The casual seashell collector gathers whatever looks good as they stroll along the shore, but some people are die hard searchers for that elusive rare shell. It should be in close to perfect condition too! Those could actually be worth some money – to a collector. I don’t know much about buying and selling seashells.
The three top rare shells to keep in mind while beach-combing in Florida are the ones listed below, and this is only my advice from my research.
- The Junonia – a spotted shell found in the Gulf area beaches
- The Lion’s Paw scallop, which is much larger than an ordinary scallop shell
- The Scotch Bonnet shell
Rare shells can also include a shell that is built differently than the norm. A Lightning Whelk twists to the left and has a left side opening, but finding one that opens on the right would be a rare find.

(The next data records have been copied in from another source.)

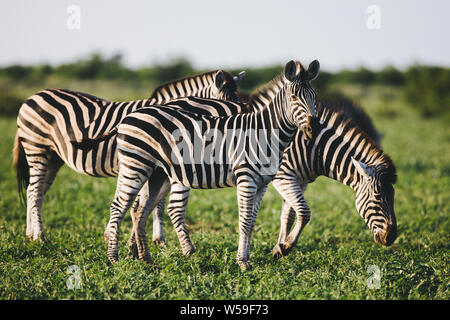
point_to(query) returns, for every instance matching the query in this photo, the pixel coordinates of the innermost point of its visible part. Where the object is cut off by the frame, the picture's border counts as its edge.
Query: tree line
(425, 88)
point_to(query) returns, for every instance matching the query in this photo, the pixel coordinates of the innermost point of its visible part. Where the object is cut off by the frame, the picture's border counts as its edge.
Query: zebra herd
(199, 132)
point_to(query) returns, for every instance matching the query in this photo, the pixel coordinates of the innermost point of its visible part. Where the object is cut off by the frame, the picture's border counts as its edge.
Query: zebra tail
(22, 169)
(87, 144)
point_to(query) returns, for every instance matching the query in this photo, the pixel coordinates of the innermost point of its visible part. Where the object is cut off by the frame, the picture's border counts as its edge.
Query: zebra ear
(363, 169)
(290, 70)
(239, 77)
(313, 70)
(219, 80)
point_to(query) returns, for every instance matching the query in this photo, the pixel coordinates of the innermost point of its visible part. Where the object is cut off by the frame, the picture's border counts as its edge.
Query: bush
(10, 103)
(390, 76)
(427, 90)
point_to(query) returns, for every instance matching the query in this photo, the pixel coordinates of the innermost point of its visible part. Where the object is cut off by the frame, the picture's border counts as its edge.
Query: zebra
(148, 150)
(342, 151)
(57, 126)
(177, 209)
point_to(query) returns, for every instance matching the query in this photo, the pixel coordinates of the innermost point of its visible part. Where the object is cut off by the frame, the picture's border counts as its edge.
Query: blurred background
(388, 56)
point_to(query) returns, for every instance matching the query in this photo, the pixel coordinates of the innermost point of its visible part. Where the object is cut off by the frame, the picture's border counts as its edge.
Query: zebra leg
(157, 189)
(292, 193)
(158, 231)
(129, 183)
(176, 209)
(42, 173)
(246, 194)
(131, 243)
(287, 218)
(158, 237)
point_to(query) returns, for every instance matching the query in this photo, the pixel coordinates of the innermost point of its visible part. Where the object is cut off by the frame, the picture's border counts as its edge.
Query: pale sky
(229, 33)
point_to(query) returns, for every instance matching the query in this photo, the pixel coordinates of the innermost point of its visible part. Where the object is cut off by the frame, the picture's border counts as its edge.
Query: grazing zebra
(167, 145)
(177, 208)
(57, 126)
(340, 150)
(354, 112)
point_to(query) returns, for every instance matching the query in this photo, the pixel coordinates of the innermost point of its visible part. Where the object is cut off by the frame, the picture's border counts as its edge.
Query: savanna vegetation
(335, 257)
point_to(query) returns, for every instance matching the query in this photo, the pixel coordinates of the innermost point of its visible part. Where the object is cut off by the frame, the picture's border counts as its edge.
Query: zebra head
(375, 200)
(301, 96)
(225, 86)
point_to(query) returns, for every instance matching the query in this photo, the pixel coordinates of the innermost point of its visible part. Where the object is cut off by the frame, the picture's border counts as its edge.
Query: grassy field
(331, 260)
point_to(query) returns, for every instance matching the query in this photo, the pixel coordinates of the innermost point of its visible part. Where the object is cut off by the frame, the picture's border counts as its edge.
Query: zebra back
(354, 112)
(213, 84)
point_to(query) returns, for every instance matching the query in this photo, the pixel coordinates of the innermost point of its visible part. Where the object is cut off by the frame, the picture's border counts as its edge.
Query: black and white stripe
(149, 143)
(57, 126)
(341, 151)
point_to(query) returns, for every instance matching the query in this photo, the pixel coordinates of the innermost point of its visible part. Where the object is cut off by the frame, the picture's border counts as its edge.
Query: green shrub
(10, 103)
(427, 90)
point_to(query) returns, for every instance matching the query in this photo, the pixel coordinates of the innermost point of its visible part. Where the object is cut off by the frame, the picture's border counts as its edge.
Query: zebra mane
(208, 76)
(346, 127)
(269, 90)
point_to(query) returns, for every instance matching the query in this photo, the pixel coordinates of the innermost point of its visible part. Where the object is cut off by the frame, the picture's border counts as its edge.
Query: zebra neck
(197, 86)
(274, 113)
(330, 155)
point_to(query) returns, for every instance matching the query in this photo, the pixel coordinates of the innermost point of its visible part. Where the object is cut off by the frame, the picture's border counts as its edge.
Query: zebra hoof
(279, 251)
(39, 238)
(159, 243)
(189, 252)
(106, 237)
(113, 258)
(245, 265)
(147, 260)
(132, 250)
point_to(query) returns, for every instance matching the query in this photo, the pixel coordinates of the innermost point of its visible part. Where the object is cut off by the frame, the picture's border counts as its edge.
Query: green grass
(330, 261)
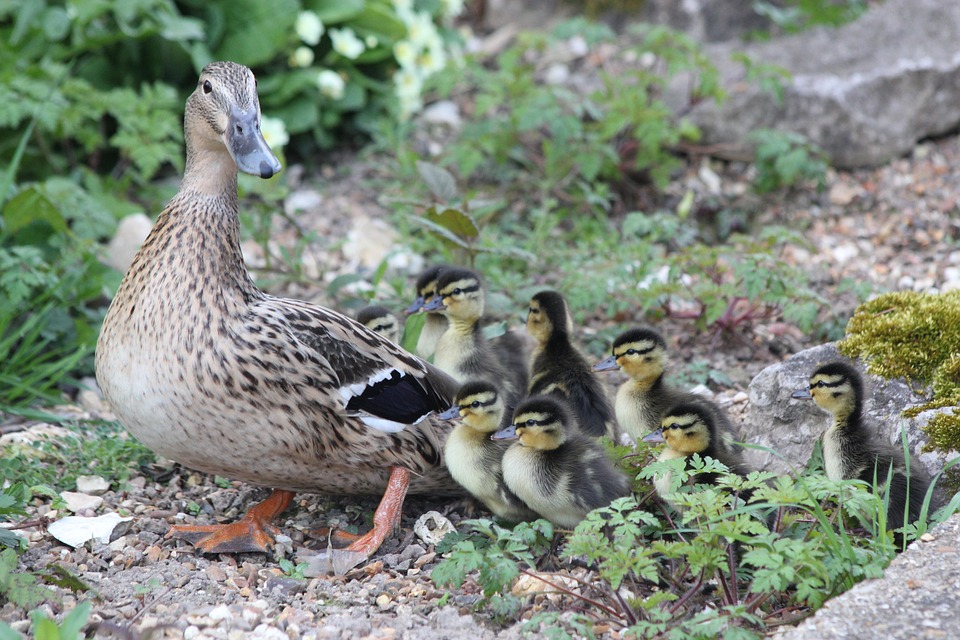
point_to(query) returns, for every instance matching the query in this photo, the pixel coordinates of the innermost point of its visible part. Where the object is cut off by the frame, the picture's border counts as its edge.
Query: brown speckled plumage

A shell or creature found outside of it’s natural territory can also be considered a rare find. The Lined Sea Star photo at the beginning of this page is one such creature. I’d never seen one on the beaches of east, central Florida so when I discovered it (dead I believe) it was a wonder.
Go Where the Shells Are to Begin Your Search
I’ll admit that I’ve never personally seen any of the shell listed here. I live on the central, east coast of Florida. There are a couple of pages on this blog showing the more common shells I find and none of the rare ones are on it!

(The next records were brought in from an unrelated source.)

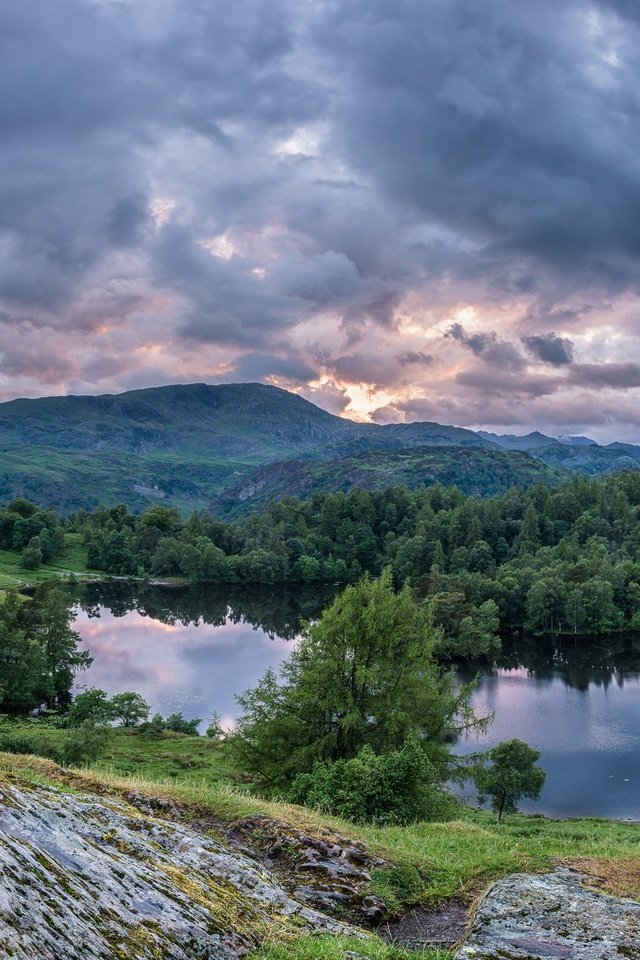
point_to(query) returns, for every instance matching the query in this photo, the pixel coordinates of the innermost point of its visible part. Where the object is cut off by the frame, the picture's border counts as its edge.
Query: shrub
(398, 787)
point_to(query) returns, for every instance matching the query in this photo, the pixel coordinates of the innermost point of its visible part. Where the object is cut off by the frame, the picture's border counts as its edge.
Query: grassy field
(164, 756)
(73, 563)
(432, 861)
(428, 862)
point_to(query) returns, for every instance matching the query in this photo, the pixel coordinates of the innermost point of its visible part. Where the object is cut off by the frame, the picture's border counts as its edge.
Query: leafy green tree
(91, 705)
(60, 643)
(364, 674)
(129, 708)
(32, 555)
(24, 681)
(510, 775)
(398, 787)
(179, 724)
(39, 656)
(214, 730)
(85, 743)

Sanibel Island is the place to find the best seashells. It ranks among the top shelling spots IN THE WORLD. Because of the abundance of shells, finding rare shells is more likely, such as the pretty, spotted Junonia shell.

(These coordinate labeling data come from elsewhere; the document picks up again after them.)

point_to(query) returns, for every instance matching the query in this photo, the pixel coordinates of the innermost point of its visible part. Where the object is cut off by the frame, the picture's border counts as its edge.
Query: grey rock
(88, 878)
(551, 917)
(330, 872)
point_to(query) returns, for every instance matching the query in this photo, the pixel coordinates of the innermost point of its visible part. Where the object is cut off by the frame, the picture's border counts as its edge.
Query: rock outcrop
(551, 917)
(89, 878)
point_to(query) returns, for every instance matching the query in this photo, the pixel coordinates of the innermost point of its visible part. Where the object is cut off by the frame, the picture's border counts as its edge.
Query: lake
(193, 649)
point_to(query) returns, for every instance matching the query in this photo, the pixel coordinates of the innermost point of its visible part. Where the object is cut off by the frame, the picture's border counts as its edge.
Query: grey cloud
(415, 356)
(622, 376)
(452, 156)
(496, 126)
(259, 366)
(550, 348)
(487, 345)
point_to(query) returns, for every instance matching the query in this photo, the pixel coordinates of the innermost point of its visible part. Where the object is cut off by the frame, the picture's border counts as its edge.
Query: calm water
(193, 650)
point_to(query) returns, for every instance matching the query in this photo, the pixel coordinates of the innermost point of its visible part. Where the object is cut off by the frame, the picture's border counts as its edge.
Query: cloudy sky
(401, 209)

I could search for a Junonia all my life over here on the east coast and never find one. But if I lived near Sanibel, or vacationed there often, my chances of finding a junonia would increase greatly.
The Junonia shell is unmistakable. With it’s ivory colored background that is covered with blocks of brown spots. According to my reference book, roughly one Junonia is found each day on Sanibel Island, Florida. And considering all the people on those beaches, this truly is a rare seashell find. (Junonia coloring page – print it out for free!)
The Lion’s Paw Scallop Shell
The Lion’s Paw shell (Nodipecten nodosus) is coveted by collectors. It can be as large as 6 inches across. Large shells are often what people want to find while roaming a beach. I have never found one of these amazing seashells. In fact, where I live on the East coast of Florida, I rarely find any type of scallop shell, but when I do, they usually look like the one below. The Calico scallop can be found on all beaches in Florida, and is not considered rare. I added the image here to show the similarities with the Lion’s Paw.
An outstanding feature of the Lion’s Paw scallop shell – below – is that the ridges are wider and more widely spaced. Also, the shell can be brightly colored, like the orange seen here, or even red.
The image below, from Wikimedia, with creative commons license to share, is an orange scallop shell called a “Lion’s Paw”.
The Scotch Bonnet Shell
The pretty little Scotch Bonnet (Phalium granulatum) seashell has a short, pointed spire and horizontal grooves all around it’s thick shell. Maximim length is 4 inches and coloring can be white to yellow or butterscotch. It has a curled lip along the opening and can have a check pattern, like in the shell image below.
Other Rare Seashell Suggestions
I will admit that I knew about the scarcity of the Junonia shell for years. And many people have heard of the rarely collected Lion’s Paw. I didn’t know that it could be found on Florida beaches until I did some digging.
I do not have any of the top rare seashells in my collection. I’m grateful to the people who share their photos on photo sharing sites, like Wikimedia Commons and Pixabay, which I used on this page.
For the third shell listed here, the Scotch Bonnet, I visited the “I Love Shelling” blog which is written by a woman who lives on Sanibel Island. I figured she would know which shells the locals consider to be “rare” and the Scotch Bonnet was mentioned. The Sanibel blogger has a page entitled, The Elite Three Shells.
Florida Beaches and What You’ll Find
An east coast beach will contain different shells than a Gulf Coast beach. I suspect the Keys and the Panhandle beaches will also give up an even different selection of shells. My beach-combing usually takes place in the backwater areas of the Indian River where shells differ from what I’ll see along the Atlantic ocean beaches. Anyone boating and walking the muddy sandbars in the lagoons will probably find some shells that are completely different.
Most shells I come across are caked with mud and / or green with algae. Often they are broken, and nearly always they are occupied either by their mollusk creator, or hermit crabs. I don’t collect many shells, but do get some interesting photographs for my blog.
Whenever I find something to bring home (namely an empty seashell), then it is cleaned off and either added to the dish on the coffee table, or put into the flower garden.